If you’re voting for Rick Santorum, you are a walking sweater vest of morality, but only the morality that is specific to people who are exactly like you. You have a creepy thing for dead babies, but so what? Everyone has skeletons in their closets. Sometimes they have big gay messes in their panties, too. Just ask Google.

And if you’re voting for Ron Paul, you’re annoyingly earnest and somewhat confused. You’re not the type to proofread things with your name on them, even if they are flat-out incendiary and racist. You like to think of yourself as independent, and, therefore, nobody has a right to say anything negative about you. You are beholden to nothing but obstinate didacticism, and you might just have an “antiestablishmentarian” tattoo across your lower back. You believe in small government, just small enough to fit between a woman’s legs. Also, you’re probably high and won’t remember voting. Dude! Democracy!
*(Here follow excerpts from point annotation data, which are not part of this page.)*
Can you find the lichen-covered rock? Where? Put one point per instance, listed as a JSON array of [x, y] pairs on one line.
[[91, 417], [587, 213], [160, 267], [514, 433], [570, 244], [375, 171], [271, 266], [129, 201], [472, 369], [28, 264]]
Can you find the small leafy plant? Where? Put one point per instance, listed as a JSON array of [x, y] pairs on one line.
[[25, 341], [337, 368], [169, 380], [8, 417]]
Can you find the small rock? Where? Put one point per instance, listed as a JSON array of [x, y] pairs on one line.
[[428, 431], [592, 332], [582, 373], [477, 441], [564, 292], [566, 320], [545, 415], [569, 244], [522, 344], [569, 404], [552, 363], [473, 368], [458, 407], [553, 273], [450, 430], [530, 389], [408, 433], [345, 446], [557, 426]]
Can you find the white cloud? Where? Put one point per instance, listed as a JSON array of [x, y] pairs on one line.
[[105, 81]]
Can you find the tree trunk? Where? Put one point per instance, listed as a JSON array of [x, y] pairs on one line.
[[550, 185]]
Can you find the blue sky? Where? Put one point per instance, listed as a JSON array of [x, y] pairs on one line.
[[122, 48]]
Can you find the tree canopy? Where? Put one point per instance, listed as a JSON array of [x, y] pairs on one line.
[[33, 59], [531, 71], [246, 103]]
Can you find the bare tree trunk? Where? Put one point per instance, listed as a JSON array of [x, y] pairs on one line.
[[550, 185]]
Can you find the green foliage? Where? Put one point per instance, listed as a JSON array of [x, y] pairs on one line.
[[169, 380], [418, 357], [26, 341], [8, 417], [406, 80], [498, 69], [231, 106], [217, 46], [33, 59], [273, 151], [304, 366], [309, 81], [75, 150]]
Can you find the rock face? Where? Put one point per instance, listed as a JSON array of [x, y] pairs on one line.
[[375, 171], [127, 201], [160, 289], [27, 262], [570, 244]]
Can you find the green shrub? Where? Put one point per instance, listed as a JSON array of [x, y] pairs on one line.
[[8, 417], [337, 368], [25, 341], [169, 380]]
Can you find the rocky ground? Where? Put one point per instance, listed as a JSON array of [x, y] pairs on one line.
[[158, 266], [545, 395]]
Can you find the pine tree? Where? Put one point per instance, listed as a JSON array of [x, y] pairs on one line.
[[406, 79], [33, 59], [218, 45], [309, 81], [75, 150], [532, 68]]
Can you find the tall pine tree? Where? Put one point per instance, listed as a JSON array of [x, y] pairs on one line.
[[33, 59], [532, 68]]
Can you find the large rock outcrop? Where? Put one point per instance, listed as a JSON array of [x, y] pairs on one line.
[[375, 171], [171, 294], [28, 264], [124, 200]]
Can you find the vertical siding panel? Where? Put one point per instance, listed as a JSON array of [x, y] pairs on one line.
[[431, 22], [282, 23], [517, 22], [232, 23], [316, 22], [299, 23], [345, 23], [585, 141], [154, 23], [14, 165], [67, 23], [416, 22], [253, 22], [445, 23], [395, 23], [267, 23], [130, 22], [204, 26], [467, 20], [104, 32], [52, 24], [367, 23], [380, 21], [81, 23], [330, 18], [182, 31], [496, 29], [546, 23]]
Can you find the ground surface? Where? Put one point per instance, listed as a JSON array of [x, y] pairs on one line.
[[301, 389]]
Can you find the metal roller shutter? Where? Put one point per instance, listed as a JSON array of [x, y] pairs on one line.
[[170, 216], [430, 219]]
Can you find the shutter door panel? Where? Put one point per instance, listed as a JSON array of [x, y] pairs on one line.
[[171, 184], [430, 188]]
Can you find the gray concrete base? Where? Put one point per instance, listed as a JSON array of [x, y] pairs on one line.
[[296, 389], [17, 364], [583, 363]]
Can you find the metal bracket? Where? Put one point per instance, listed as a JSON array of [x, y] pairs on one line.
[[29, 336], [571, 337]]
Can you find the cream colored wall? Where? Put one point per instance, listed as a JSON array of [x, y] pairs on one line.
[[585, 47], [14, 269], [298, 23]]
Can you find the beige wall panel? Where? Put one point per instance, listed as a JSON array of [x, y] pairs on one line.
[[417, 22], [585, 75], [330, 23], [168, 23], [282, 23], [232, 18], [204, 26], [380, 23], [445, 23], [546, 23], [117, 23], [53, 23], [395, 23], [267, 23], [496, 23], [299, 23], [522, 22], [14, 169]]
Political circus aside, there remains one non-charismatic item on the primary ballot for both parties: a slight bit of tax incentivizing courtesy of Orange County Mayor Teresa Jacobs. Jacobs has been fighting for this since her campaign days, and she failed to get it sent out as a single ballot earlier last year because it would be too expensive. The referendum offers businesses a 100 percent, 10-year property tax holiday if they promise to locate in the county and make jobs. Sound great? Well then you’re a totally perplexed Republican, aren’t you? You’re pro-business while making homeowners pick up the unpaid taxes for public services you keep complaining aren’t good enough. If you have any sense of reason left in your clattering head, you should just do us all a favor and vote no on this one. Use your aftershave and angereffectively. Stick it to the man! Freedom!